Silicon Graphics 750内部
Silicon Graphics 750内部

 システムの特長だが、まずItaniumの最大の特長である優れた浮動小数点演算性能が挙げられる。浮動小数点演算を1秒間に29億回実行できる性能(2.9 Gflops)を実現しているこのシステムは、今後のIA64プロセッサを使用したシステム向けの開発プラットホームとしても高い費用対効果があると確信している。

 他社も同様のシステムを発表していく中で、SGIとしては独自の付加価値サービスを考えている。特にSGIにはインテルベースのプロセッサをクラスタ構成したシステムでの高い実績があり、Silicon Graphics 750をクラスタ・システムのコアとしてItaniumの高い浮動小数点演算性能を活かし、その管理・運用のためのミドルウェアやシステムの構築やサポート・サービスにも力を入れていきたい。

 Itaniumプロセッサでの立ち上がりが一番早いと見込んでいる市場は、ハイパフォーマンス・コンピューティング(HPC)分野である。SGIには、このHPC分野における他社の追随を許さない知識、ノウハウが蓄積されており、この分野のお客様を中心にシステム及びサービスを提供していく予定である。
 またSGIは、今回のマシン用に最適化された科学技術計算ライブラリ(SCSL=Scientific Computing Software Library)をバンドルして提供する。そしてこれは、将来的なIA64ファミリーへのスムーズな導入のためのアプリケーション開発にも重要なものだと考えている。
 同時にSGIはISVのサポートにも力を入れる。多くのお客様はISVのアプリケーションを使うことになると考えられ、このサポートは重要な要素だと考えている。また、オープンソースに対する貢献という点でも、このIA64でさらに力を入れていく方針である。

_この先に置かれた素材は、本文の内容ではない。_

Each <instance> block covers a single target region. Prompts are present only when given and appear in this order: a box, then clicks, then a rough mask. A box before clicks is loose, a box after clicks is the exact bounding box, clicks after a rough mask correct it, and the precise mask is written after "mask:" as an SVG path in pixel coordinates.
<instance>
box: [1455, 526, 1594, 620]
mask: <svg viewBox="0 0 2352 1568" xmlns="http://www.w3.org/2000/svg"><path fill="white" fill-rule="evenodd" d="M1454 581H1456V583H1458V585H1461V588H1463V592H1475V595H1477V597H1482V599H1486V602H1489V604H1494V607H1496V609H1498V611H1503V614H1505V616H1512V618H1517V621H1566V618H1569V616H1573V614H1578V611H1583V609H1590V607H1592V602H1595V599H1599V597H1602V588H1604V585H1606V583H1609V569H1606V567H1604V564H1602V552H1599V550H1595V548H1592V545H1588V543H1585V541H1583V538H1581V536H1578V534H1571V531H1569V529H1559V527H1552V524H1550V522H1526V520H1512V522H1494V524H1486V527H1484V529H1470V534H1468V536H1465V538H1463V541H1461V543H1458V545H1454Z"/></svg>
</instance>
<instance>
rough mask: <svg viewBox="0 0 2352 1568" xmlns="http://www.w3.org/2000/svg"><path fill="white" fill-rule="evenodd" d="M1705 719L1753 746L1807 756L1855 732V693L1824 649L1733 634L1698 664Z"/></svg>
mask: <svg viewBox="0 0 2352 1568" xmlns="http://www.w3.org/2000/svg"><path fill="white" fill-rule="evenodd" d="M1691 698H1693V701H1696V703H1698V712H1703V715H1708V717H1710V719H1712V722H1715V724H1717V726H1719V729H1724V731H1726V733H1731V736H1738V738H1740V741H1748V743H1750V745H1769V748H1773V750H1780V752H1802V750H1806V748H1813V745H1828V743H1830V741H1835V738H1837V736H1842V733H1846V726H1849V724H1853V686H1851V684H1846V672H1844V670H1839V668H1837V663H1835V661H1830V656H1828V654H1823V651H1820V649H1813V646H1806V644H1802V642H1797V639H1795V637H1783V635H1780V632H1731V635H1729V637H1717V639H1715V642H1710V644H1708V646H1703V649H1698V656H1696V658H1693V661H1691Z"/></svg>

入場者の大きな注目を集めたSilicon Graphics 750
入場者の大きな注目を集めた
Silicon Graphics 750

 SGIにとって、今回の製品はソフトウェア開発環境の提供という位置付けをしている。現在SGIはIA64ベースのスケーラブルなサーバを開発中だが、そのためのソフトウェア開発用プラットホームとしてもこのマシンは重要な位置を占めている。
 またこうした最新鋭のマシンは、大学や研究所といった施設のお客様から高い注目を集めるが、このSilicon Graphics 750は最先端のIA64ベースであり、またLinuxも使えるというメリットがあることから、こうしたお客様に早期に導入していただけると考えている。将来的にはアプリケーションがIA64に移行してくると考えているので、このシステムによって早期に移行支援を始めていきたい。これはお客様と同時にISVに対しても同様である。さらにクラスタ・システム構成によるHPC向けシステムを提案していくことも計画している。

●SGIのLinuxへの取り組み
 SGIは元々IRIX(R)というUNIX(R)ベースのOSを開発してきた。SGIはこのIRIXをやめ、Linuxにすべて移行すると誤解されているようだが、SGIはIRIXとLinuxは相互補完するものと考えている。IRIXは自社で独自に開発できるので、SGIはまずIRIXに先進的な機能などを取り入れ、これで開発したものをオープンソースのLinuxに提供している。
 たとえば、OpenGLTM はLinuxで当然のソフトウェアのように思われているが、基本的にはIRIXで開発されたものである。ストレージ分野でもIRIXのジャーナル・ファイル・システムであるXFSTM のLinux版を開発している。またOriginTM シリーズは512CPUまでの高い拡張性を持っているが、この機能をLinuxに投入して、Itaniumベースの並列システムを提供していく計画である。
 Linuxへの貢献という意味で、SGIはこれまでに様々なソフトウェアをオープンソースコミュニティに提供しているが、今後もこれを継続していく。SGIはLinuxのディストリビューションの上にシステム管理、リソース管理、ストレージ管理機能などを提供し、最終的にはデータセンターで使えるようなLinuxに機能を強化させていきたい。また高度なビジュアライゼーション機能も付加していきたいと考えている。

●将来的なIA64製品戦略
 SGIにはSNIAというコードネームで開発している製品がある。これはIA64ベースで512CPU以上の高い拡張性を持った製品である。Silicon Graphics 750はそのエントリマシン、開発プラットホームとして位置付けられる。
 このSNIAのベースとなる設計コンセプトはNUMAflexと呼ばれ、コンピュータの各機能をブリック毎にモジュール化して、ひとつのコンピュータシステムを構築するというものだ。NUMAflexには、小規模なシステムから将来的なニーズに応じたプロセッサ、I/O、さらに可視化機能などを追加していけるという大きな特長があり、昨年発表したIRIXベースのOrigin 3000で既に製品化を実現しているが、今後SGIはLinuxベースのシステムにもこの概念を導入していく計画である。
 またSGIでは、今後Linuxをデータセンターなどの大規模なシステムでの使用に最適化するために重要なReliability、Availability、Serviceability のRAS機能を提供していきたいと考えている。このため、いずれかのノードが故障しても他のノードに影響しない機能の開発を進めている。

 SGIの将来的な目標は、大規模計算、大規模データ、大規模可視化という要素を結合したソリューションの提供であり、今回のIA64製品はこうした大規模なシステムの第一歩として捉えている。